Oct 02, 2013 9:22pm EDT  --  Report as abuse
JeffMarks wrote:
While he might not have given his opinion on the constitutionality of marriage equality, he has given his opinion of marriage equality many times – - to the point where another jurist would recuse himself.

And while he might not feel that the Windsor case decides “whether the Constitution requires states to allow gay marriage,” in his own dissent Scalia says that the state laws cannot stand given Kennedy’s rulings.

Oct 03, 2013 5:14am EDT  --  Report as abuse
david0296 wrote:
“In his dissenting opinion on that ruling, Scalia, wrote that the majority ignored procedural obstacles he said should have prevented the court from taking up the matter in the first place.”

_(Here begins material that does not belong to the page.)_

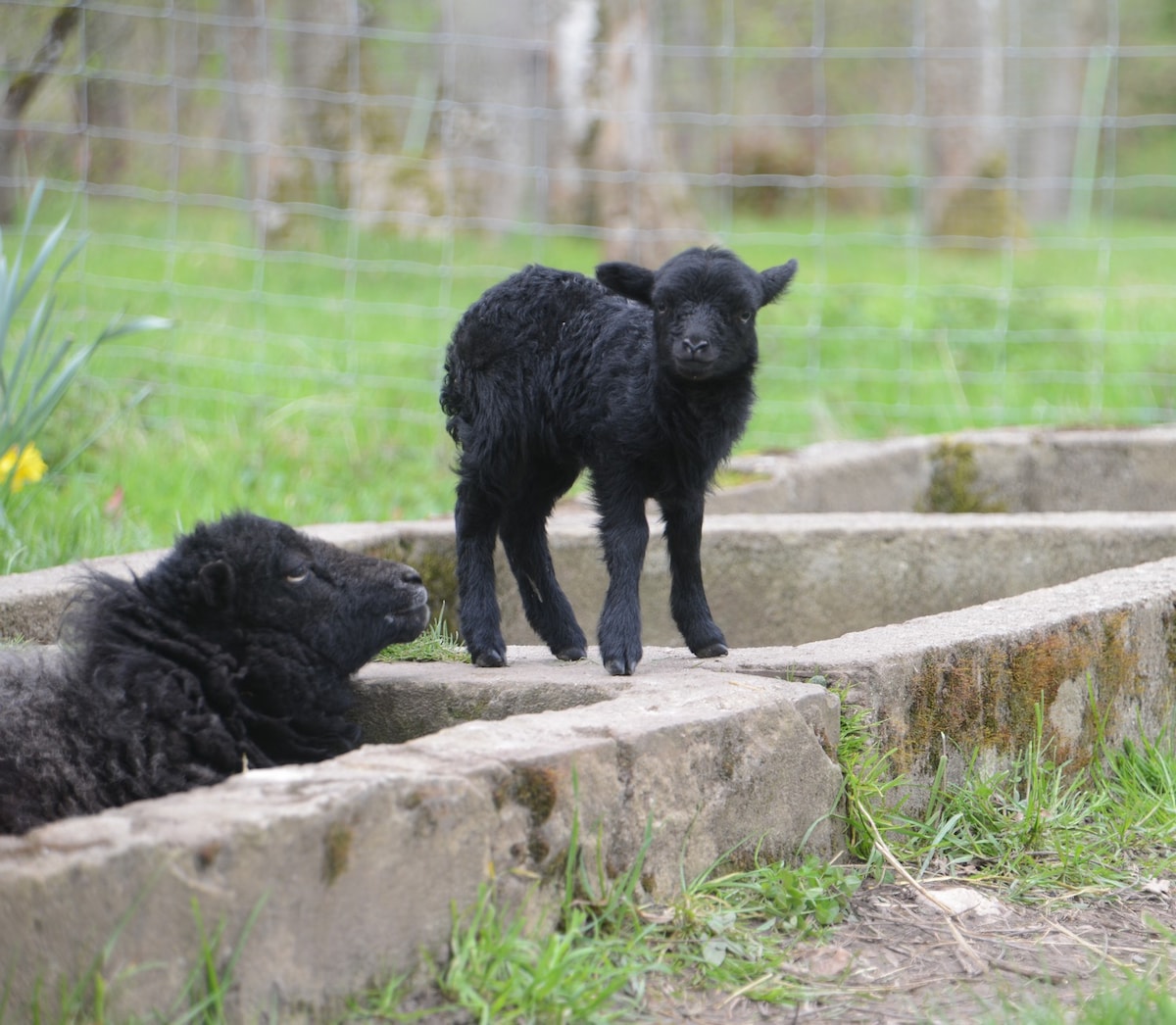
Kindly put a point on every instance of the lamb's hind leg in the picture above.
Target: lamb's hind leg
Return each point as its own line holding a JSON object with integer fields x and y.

Seriously? Isn’t that the job of the Supreme Court, to decide whether or not laws are constitutional? Perhaps he doesn’t actually know what his job is? That wouldn’t surprise me, considering that he believes we should all be living as if it were still 1776. Black people should be thankful that this bigoted blowhard had no input on the Civil Rights Act or interracial marriage. Our Founding Fathers would never have supported either concept.

Here’s a wacky idea: Treat ALL law-abiding tax paying Americans with equality, regardless of their sexual orientation. That includes having the right to marry the consenting adult of your choice. A very simple concept that is completely lost on people like Scalia who are incapable of separating their religious beliefs from the ideals of liberty and freedom.